In 2018, the Connecticut legislature set a goal of reducing greenhouse gas emissions by 45% by the year 2030 from a 2001 benchmark. This initiative would help Connecticut reach that goal.
However, cap-and-invest programs are still controversial in Connecticut and the region despite the success of similar programs like the Regional Greenhouse Gas Initiative, which has invested over $3 billion in auction proceeds to help nine states improve energy efficiency and create green jobs.
TCI said in a statement on the draft proposal that preliminary modeling estimates that by 2032, the proposed program could yield monetized annual public health benefits of as much as $10 billion, including over 1,000 fewer premature deaths, and over 1,300 fewer asthma symptoms annually region-wide, among other safety and health benefits. The auction of pollution allowances under the proposal is projected to generate up to nearly $7 billion annually that participating states could invest in solutions to further reduce pollution and to improve transportation choices.
But Lamont isn’t the only governor who seems to be hedging on the initiative.New Hampshire Gov. Chris Sununu pulled his state out of TCI as soon as the initiative was announced on Dec. 17.
“New Hampshire is already taking substantial steps to curb our carbon emissions, and this initiative, if enacted, would institute a new gas tax by up to 17 cents per gallon while only achieving minimal results,” Sununu said in a statement. “This program is a financial boondoggle and the people of New Hampshire will never support it.”
Other organizations from across the region, including the Yankee Institute for Public Policy, wrote an open letter encouraging states to oppose TCI.

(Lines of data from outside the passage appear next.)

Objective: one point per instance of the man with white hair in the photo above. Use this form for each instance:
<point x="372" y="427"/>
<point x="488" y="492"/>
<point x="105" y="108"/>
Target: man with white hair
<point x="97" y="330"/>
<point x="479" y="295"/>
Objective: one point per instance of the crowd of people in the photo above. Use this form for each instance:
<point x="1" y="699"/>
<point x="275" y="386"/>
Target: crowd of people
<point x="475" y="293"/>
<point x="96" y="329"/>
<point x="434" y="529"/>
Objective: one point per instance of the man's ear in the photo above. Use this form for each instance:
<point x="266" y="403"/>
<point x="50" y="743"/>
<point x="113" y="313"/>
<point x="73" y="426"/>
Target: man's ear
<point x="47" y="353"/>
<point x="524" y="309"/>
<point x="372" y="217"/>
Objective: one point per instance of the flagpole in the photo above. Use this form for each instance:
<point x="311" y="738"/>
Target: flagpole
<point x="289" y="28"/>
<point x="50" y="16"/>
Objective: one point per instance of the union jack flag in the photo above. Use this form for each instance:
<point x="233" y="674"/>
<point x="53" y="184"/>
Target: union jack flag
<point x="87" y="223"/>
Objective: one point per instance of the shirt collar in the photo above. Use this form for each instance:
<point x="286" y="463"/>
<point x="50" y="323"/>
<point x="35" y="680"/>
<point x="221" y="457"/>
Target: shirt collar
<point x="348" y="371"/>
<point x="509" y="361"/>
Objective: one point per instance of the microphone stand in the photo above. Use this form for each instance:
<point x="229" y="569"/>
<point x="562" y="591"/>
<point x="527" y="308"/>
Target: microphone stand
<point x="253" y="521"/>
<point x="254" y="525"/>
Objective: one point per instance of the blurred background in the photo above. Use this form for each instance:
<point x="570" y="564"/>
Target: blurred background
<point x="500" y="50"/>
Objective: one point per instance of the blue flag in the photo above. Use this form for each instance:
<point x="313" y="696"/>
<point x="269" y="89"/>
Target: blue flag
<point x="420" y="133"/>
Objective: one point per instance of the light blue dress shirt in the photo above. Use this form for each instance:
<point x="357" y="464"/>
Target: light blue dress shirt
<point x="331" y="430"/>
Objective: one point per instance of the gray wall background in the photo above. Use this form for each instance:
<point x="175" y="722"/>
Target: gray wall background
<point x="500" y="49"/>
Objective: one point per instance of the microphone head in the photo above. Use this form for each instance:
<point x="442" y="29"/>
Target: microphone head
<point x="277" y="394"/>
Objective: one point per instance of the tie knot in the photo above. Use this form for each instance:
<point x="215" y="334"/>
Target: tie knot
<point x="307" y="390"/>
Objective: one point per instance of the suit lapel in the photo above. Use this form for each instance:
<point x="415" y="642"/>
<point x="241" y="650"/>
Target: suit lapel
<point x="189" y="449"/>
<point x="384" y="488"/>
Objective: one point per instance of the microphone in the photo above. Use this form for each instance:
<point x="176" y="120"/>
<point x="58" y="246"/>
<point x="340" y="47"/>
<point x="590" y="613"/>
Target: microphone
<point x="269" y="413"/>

“Gas taxes are regressive in nature. The TCI will hurt lower-income and rural residents much more significantly than their higher-income, urban peers,” the open letter explained. “Since motor fuels are economically ‘inelastic,’ the higher costs imposed by the TCI’s fuel tax will have to come out of other areas of household budgets. People already struggling to make ends meet will be forced by their own governments to make painfully difficult choices. Economically speaking, this is bad policy. Morally speaking, it’s just cruel.”
Interested parties are encouraged to offer their input online through Feb. 28, 2020.